God is constantly giving
you clues... road signs, which will draw you unto Himself. The more
you ignore them, the farther you go away from Him. Until one day, you
are deep in the weeds. And actually, some people love the weeds. In
the end we all get whatever we seek. Start by truly seeking Him.
Reading, asking. You never know, you may be the next Eleanor
Roosevelt.
I loved God... and
history... photography and writing... and God gave me this incredible
project- based on one of the most important historic finds of this
generation... or as some would suggest, an amazing, uncanny,
seemingly impossible parallel universe, designed to entertain me in
my last years... as I swam around in my own self-delusion.

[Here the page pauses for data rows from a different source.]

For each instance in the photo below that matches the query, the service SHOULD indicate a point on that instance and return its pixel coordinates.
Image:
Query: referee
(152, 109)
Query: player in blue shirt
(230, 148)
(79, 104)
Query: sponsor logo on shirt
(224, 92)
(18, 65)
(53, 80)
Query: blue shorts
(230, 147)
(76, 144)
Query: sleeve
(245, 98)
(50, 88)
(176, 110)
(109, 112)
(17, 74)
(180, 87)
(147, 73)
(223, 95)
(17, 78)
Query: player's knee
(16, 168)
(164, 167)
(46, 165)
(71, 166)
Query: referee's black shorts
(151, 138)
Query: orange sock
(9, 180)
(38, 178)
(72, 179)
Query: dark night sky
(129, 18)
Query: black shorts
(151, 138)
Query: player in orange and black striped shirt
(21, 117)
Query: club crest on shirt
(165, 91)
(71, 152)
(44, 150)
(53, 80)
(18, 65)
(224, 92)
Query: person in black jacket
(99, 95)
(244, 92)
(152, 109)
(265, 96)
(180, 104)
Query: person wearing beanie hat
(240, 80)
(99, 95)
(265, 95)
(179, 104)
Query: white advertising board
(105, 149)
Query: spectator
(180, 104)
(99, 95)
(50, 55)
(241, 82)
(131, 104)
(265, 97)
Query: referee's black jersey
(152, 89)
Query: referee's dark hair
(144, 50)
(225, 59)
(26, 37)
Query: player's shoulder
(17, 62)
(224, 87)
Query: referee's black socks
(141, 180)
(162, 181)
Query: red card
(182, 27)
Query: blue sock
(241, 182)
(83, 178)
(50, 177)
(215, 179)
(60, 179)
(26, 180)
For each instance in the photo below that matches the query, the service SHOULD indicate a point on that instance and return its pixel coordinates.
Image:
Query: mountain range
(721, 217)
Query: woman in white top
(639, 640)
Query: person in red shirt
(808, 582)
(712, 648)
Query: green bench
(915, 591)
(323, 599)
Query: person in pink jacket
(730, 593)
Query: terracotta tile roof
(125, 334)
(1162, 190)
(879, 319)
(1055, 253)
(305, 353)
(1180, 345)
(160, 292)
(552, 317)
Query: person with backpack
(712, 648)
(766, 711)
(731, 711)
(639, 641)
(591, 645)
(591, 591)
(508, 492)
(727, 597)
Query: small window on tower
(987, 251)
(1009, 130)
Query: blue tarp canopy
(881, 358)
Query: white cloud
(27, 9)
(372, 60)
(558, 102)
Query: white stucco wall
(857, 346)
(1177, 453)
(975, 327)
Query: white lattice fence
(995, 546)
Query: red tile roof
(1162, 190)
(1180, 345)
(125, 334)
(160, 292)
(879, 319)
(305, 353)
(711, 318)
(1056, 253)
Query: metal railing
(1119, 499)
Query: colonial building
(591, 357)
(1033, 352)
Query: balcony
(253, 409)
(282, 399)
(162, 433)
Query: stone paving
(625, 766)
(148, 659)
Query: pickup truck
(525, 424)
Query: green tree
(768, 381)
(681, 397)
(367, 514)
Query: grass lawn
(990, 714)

You can
understand why I believe the former, but it was a great gift to me
either way.
It gave me something to do
after a couple of heart attacks; an intense dive into American
history, imagery, and the love of countless mothers. It may have all
been a serendipitous illusion, even a distraction from my disability
and the evaporation of my art career, in these changing times. But
the bird's-eye view of America was awe-inspiring and gave me a high
unlike any other creative endeavor, more ecstatic than I can relate-
to discover this cache, digest and share these lives and legacies and
loves. To feel, through each story, a little of that mystical,
powerful connection with my own mother.
She has been gone since I
was a young man... I have missed her for almost 40 years. And I
never had the sense to say to her, what I have tried to say here to
all of you girls.
So I thank God for the
awesome ride, and for this final destination... and a chance to say:
Thank you mom.
Thank you God, for her,
and what she did and what she tried to do. And all of those mothers
before her. Thank you God for someone here on earth to be my nurturer
and everlasting angel... and my most devoted fan; My best, most wise,
most passionate teacher. Someone
to point lovingly, carefully, to your Everlasting Love and Glory.